Adapter-state Sharing CLIP for Parameter-efficient Multimodal Sarcasm Detection
Soumyadeep Jana, Sahil Danayak, Sanasam Ranbir Singh
TL;DR
This paper tackles multimodal image–text sarcasm detection under resource constraints by introducing AdS-CLIP, a parameter-efficient CLIP adaptation that places adapters only in the upper transformer layers and employs an adapter-state sharing mechanism. Textual adapter states guide visual adapters to foster cross-modal learning, using a textual-state queue and attention to fuse modalities. With adapters in layers 7–12 and a small dimension, AdS-CLIP achieves state-of-the-art results on MMSD and MMSD2.0 with only 4.1M trainable parameters, outperforming stronger baselines and existing PEFT methods. Ablation and visualization analyses support the design choices, showing improved embedding separability and the critical role of cross-modal guidance.

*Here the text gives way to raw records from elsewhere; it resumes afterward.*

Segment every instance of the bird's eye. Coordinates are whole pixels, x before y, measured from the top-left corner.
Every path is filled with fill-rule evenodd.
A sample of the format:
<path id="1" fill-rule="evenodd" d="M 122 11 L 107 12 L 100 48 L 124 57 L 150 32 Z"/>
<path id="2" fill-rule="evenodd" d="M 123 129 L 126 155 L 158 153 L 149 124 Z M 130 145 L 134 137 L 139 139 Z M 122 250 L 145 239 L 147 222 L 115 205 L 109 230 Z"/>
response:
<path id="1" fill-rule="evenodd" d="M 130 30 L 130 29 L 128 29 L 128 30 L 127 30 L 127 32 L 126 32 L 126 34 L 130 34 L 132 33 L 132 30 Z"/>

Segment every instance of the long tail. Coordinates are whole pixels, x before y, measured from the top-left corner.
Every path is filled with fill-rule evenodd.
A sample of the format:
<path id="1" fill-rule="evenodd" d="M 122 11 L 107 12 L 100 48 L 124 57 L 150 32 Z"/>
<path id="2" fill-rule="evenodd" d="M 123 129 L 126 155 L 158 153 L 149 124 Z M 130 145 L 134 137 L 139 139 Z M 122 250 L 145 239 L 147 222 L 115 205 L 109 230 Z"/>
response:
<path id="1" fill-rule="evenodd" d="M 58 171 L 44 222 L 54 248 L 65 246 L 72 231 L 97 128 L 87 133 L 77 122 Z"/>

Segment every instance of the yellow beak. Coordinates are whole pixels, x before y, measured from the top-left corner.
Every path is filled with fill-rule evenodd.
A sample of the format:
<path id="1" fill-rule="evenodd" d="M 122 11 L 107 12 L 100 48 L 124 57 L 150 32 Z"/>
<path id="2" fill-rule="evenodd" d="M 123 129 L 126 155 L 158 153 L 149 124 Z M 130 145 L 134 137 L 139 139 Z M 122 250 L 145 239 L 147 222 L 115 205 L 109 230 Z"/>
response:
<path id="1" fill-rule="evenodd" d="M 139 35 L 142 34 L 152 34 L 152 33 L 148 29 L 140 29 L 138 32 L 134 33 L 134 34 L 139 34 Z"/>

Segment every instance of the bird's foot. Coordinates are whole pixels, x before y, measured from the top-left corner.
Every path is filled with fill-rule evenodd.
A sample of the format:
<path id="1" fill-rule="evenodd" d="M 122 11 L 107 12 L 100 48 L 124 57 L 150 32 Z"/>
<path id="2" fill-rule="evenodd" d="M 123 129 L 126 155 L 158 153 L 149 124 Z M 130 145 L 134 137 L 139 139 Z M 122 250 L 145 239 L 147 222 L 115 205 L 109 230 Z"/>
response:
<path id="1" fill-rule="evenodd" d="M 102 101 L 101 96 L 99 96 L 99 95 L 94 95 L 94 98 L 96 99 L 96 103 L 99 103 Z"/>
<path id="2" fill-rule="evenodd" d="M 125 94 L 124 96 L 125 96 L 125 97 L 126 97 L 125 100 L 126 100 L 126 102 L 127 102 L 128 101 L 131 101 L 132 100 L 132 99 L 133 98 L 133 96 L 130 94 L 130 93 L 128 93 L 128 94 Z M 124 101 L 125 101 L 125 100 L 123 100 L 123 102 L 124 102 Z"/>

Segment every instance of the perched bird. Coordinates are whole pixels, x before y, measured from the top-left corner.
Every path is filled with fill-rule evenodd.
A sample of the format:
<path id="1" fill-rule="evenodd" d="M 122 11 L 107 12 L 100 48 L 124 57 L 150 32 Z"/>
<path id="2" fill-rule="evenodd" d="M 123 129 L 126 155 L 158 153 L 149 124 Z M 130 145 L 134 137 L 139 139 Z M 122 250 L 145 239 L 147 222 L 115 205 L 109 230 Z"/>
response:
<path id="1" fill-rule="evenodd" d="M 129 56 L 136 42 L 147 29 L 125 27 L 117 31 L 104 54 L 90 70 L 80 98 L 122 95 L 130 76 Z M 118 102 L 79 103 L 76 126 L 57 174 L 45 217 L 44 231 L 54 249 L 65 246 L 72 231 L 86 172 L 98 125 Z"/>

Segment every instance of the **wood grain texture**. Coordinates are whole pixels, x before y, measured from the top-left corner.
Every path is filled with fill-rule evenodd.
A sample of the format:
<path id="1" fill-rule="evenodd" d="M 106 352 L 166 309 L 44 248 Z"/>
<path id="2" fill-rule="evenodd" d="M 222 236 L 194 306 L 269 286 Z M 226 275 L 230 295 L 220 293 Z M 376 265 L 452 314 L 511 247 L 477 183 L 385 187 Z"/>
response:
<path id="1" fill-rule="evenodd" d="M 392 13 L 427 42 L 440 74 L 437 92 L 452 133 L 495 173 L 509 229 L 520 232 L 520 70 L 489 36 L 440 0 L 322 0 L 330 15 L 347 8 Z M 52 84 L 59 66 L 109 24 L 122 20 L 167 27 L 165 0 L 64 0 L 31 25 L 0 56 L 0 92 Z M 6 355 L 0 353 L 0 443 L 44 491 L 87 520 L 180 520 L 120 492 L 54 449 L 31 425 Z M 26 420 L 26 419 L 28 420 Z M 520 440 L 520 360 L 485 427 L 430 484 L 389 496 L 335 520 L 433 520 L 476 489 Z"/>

The approach offers a practical, scalable solution for efficient multimodal sarcasm detection in resource-limited settings.
Abstract
The growing prevalence of multimodal image-text sarcasm on social media poses challenges for opinion mining systems. Existing approaches rely on full fine-tuning of large models, making them unsuitable to adapt under resource-constrained settings. While recent parameter-efficient fine-tuning (PEFT) methods offer promise, their off-the-shelf use underperforms on complex tasks like sarcasm detection. We propose AdS-CLIP (Adapter-state Sharing in CLIP), a lightweight framework built on CLIP that inserts adapters only in the upper layers to preserve low-level unimodal representations in the lower layers and introduces a novel adapter-state sharing mechanism, where textual adapters guide visual ones to promote efficient cross-modal learning in the upper layers. Experiments on two public benchmarks demonstrate that AdS-CLIP not only outperforms standard PEFT methods but also existing multimodal baselines with significantly fewer trainable parameters.